Capítulo 9



9.
José da Silva Moraes
Sino da Igreja Nossa Senhora do Carmo
Rua Cel. Monjardim
Centro, Vitória-ES
CEP.: 29015-500
Era um livro. Caderno tem a serventia de poder usá-lo para tomar nota. Em contrapartida um livro é um objeto de leitura. Traz as informações prontas dentro de si e a nossa única liberdade está na interpretação do conteúdo ali descrito. Somos escravos de suas linhas e caminhamos pelas veredas impostas pelo autor. O problema do livro negro que me atormentou intensamente era o fato de o autor ser oculto. As palavras brotavam de suas páginas anunciando o minguar de outra vida. As almas ali descritas receberam a pior sentença que se pode receber: foram condenadas, por um tribunal invisível, pelos seus crimes desconhecidos. Desconhecidos, pois eu ainda não conhecia o motivo do nome delas aparecerem nas laudas obscuras. Assim como eu também não sabia quem  era o executor das malditas penas.
Continuei sentado. Livro no chão. Olhar fixo na parede à minha frente. Respirava freneticamente. Por um momento, senti que iria desfalecer ali mesmo. O mundo girou ao meu redor e a visão ficou turva como se faltasse oxigênio para o cérebro trabalhar. Fiquei ali sem ter coragem para apanhar o livro que estava às avessas derramado sobre o tapete da sala. Levantei da poltrona lentamente e saí por um momento até a escada que dava para o portão da frente. Precisava respirar um pouco de ar fresco. Tentei acordar daquele pesadelo, pois eu me sentia um personagem sem graça de um livro ridículo de mistério escrito por um autor medíocre que arquitetava a minha vida entre um gole e outro do rum mais barato da prateleira. Sem ter certeza do motivo, chorei intensamente. Percebi que as lágrimas não eram vãs. Talvez apenas eu tivesse chorado a morte daquele alguém tão desconhecido para mim, porém que fora o único a saber algo a mais sobre a minha vida. Ou melhor, parecia ser o único que tinha as respostas para as múltiplas perguntas que me sufocavam, matando o resto de mim que ainda resistia. 

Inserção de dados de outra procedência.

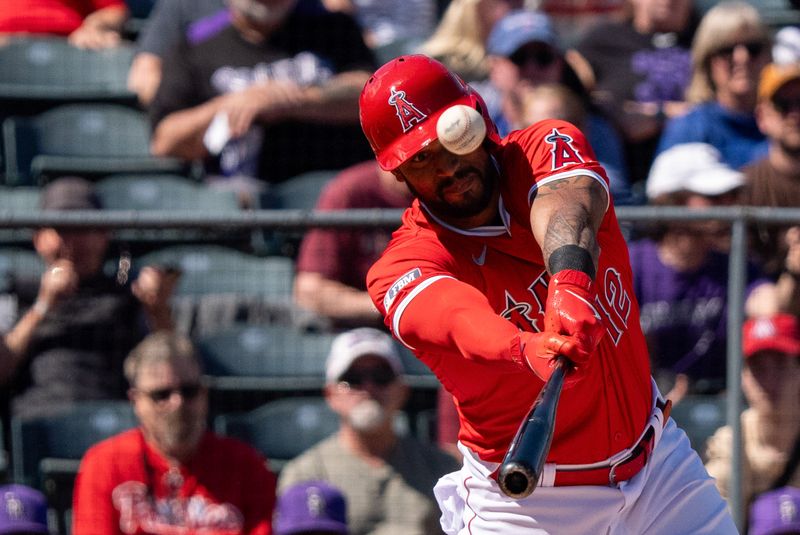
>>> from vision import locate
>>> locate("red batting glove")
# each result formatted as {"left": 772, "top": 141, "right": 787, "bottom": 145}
{"left": 515, "top": 330, "right": 583, "bottom": 382}
{"left": 514, "top": 270, "right": 605, "bottom": 383}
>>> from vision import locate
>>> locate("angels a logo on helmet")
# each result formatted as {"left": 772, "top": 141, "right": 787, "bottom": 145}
{"left": 388, "top": 88, "right": 428, "bottom": 133}
{"left": 545, "top": 128, "right": 584, "bottom": 170}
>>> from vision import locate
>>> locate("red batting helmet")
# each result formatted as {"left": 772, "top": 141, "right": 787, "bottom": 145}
{"left": 359, "top": 54, "right": 499, "bottom": 171}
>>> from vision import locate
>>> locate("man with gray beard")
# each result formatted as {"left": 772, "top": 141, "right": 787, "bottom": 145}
{"left": 278, "top": 327, "right": 459, "bottom": 535}
{"left": 72, "top": 331, "right": 277, "bottom": 534}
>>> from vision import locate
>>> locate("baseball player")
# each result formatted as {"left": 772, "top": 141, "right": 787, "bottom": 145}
{"left": 358, "top": 55, "right": 738, "bottom": 534}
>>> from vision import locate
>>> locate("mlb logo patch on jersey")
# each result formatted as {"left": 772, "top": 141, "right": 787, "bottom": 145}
{"left": 384, "top": 268, "right": 421, "bottom": 311}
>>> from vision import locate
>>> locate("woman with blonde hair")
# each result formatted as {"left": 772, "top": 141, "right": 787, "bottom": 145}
{"left": 657, "top": 1, "right": 771, "bottom": 169}
{"left": 416, "top": 0, "right": 526, "bottom": 81}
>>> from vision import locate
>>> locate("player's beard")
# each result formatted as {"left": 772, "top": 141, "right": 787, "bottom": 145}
{"left": 406, "top": 157, "right": 499, "bottom": 220}
{"left": 348, "top": 399, "right": 388, "bottom": 432}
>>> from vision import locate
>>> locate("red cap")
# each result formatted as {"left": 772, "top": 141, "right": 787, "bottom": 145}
{"left": 742, "top": 314, "right": 800, "bottom": 358}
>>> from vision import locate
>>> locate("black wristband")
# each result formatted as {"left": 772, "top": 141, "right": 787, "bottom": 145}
{"left": 547, "top": 244, "right": 595, "bottom": 279}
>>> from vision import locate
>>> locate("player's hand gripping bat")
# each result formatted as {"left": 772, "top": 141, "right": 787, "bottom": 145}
{"left": 497, "top": 356, "right": 569, "bottom": 499}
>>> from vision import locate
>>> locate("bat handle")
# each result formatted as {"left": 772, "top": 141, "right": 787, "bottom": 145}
{"left": 497, "top": 356, "right": 568, "bottom": 499}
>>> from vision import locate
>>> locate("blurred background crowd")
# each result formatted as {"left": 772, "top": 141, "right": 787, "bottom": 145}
{"left": 0, "top": 0, "right": 800, "bottom": 533}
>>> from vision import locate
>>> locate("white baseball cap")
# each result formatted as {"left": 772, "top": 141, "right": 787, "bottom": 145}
{"left": 773, "top": 26, "right": 800, "bottom": 66}
{"left": 325, "top": 328, "right": 404, "bottom": 384}
{"left": 646, "top": 143, "right": 744, "bottom": 200}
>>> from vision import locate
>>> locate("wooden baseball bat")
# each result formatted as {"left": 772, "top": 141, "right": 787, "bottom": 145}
{"left": 497, "top": 356, "right": 568, "bottom": 499}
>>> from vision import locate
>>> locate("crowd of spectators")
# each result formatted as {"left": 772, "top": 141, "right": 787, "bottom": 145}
{"left": 1, "top": 0, "right": 800, "bottom": 532}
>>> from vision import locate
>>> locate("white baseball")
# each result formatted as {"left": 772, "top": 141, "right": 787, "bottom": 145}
{"left": 436, "top": 104, "right": 487, "bottom": 155}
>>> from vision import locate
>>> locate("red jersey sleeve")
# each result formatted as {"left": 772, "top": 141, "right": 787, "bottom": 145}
{"left": 367, "top": 211, "right": 524, "bottom": 369}
{"left": 500, "top": 119, "right": 610, "bottom": 215}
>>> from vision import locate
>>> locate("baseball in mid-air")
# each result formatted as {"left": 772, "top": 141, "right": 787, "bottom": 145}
{"left": 436, "top": 104, "right": 486, "bottom": 155}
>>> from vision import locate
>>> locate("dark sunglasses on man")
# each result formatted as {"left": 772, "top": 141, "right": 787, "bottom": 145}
{"left": 510, "top": 44, "right": 557, "bottom": 68}
{"left": 772, "top": 95, "right": 800, "bottom": 115}
{"left": 338, "top": 365, "right": 397, "bottom": 388}
{"left": 138, "top": 383, "right": 203, "bottom": 404}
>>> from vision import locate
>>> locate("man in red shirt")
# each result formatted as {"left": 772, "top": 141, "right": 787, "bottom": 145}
{"left": 294, "top": 161, "right": 412, "bottom": 328}
{"left": 0, "top": 0, "right": 129, "bottom": 49}
{"left": 72, "top": 331, "right": 277, "bottom": 534}
{"left": 359, "top": 54, "right": 737, "bottom": 533}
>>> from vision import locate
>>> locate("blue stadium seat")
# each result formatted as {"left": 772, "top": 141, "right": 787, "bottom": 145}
{"left": 95, "top": 174, "right": 239, "bottom": 212}
{"left": 261, "top": 169, "right": 338, "bottom": 210}
{"left": 135, "top": 245, "right": 296, "bottom": 336}
{"left": 195, "top": 323, "right": 335, "bottom": 392}
{"left": 10, "top": 400, "right": 137, "bottom": 534}
{"left": 214, "top": 397, "right": 339, "bottom": 471}
{"left": 0, "top": 247, "right": 45, "bottom": 293}
{"left": 0, "top": 186, "right": 39, "bottom": 212}
{"left": 2, "top": 103, "right": 188, "bottom": 185}
{"left": 0, "top": 37, "right": 135, "bottom": 108}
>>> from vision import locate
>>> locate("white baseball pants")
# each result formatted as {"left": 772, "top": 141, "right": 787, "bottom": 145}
{"left": 434, "top": 404, "right": 738, "bottom": 534}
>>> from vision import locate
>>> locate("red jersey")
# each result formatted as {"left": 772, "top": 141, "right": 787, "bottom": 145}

Voltei para dentro de casa e resolvi analisar novamente aquelas páginas. Era exatamente o que eu tinha visto. Uma página preta a mais. O nome daquele homem que tinha acabado de falecer na minha frente estava gravado em vermelho em suas linhas. Além disso, uma das páginas brancas também estava grafada de vermelho. Era um nome e um endereço. Tomei um banho apressado, vesti a primeira roupa que encontrei e saí em busca da casa escolhida pelo livro. Percebi que também era no Centro. Mais precisamente, era na mesma rua em que eu morava. Contei os números na ordem decrescente e percebi uma casa lilás ao lado de um bar. Era esse o lugar. Um gato me olhava da janela como se vigiasse os meus passos. Passei pela casa e entrei no estabelecimento vizinho. Pedi um refrigerante e perguntei para a pessoa por detrás do balcão.
"Você sabe se a Stela Mascarenhas mora nessa casa ao lado?", perguntei sem rodeios.
"Stela! Uma mulher incrível!"
"Então, ela mora ou não mora?", insisti impaciente. 
"Mora sim, mas acho que ela não está. Passou por aqui com a sua roupa de ginástica. Deve ter ido correr pela Av. Beira Mar. Ela faz isso todos os dias à tarde."
"Ué! Ela não trabalha?"
"Trabalha, sim. Só que em casa, no ateliê dela. Ela é desenhista, pintora... sei lá! Algo desse tipo!"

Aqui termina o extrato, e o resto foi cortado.